The Centers for Disease Control (CDC) is warning that a highly-contagious United Kingdom “variant” of Covid-19 has been reported in at least ten states.
But a top government expert in the coronavirus pandemic recently told me that development is entirely expected and not something that signals a crisis alarm.
Dr. John Dye, the lead virologist at the U.S. Army Medical Research Institute of Infectious Diseases says if a different “strain” were discovered, that would be more concerning than a “variant.”
“Right now, there's a lot of talk about the different variants of the virus. And that's not a surprise to me, viruses are evolving animals in a way.
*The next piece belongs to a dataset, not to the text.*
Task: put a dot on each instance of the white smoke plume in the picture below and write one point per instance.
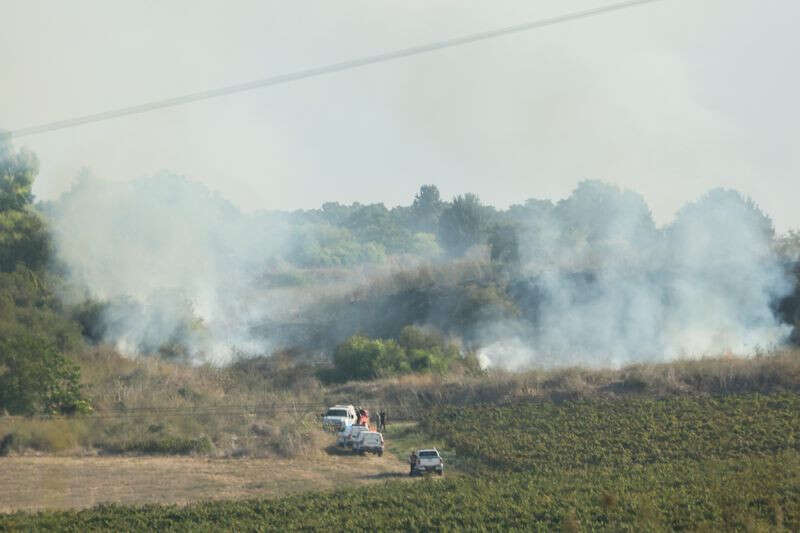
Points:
(614, 289)
(597, 283)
They are constantly changing, they are evolving as we evolve,” says Dr. Dye.
I asked what is the difference between a “strain” and a “variant.”
“It's virology speak,” says Dr. Dye. “There has to be a certain amount of genetic diversity between one isolate and another isolate to say these are distinct ‘strains’ of a virus…When you talk about different strains, you have a better chance of having a vaccine or a treatment not work because it's more divergent.”
But with different “variants,” he says, the existing treatments and vaccines are more likely to work.
“So, it's not necessarily more alarming that we're seeing this United Kingdom variant identified in the United States?” I asked.
“It was a matter of time before it got here,” says Dye.
The U.K. variant was first reported in mid-December. CDC thinks it might have actually emerged a few months before in September. More than two dozen counties have reported positive tests for the U.K. variant.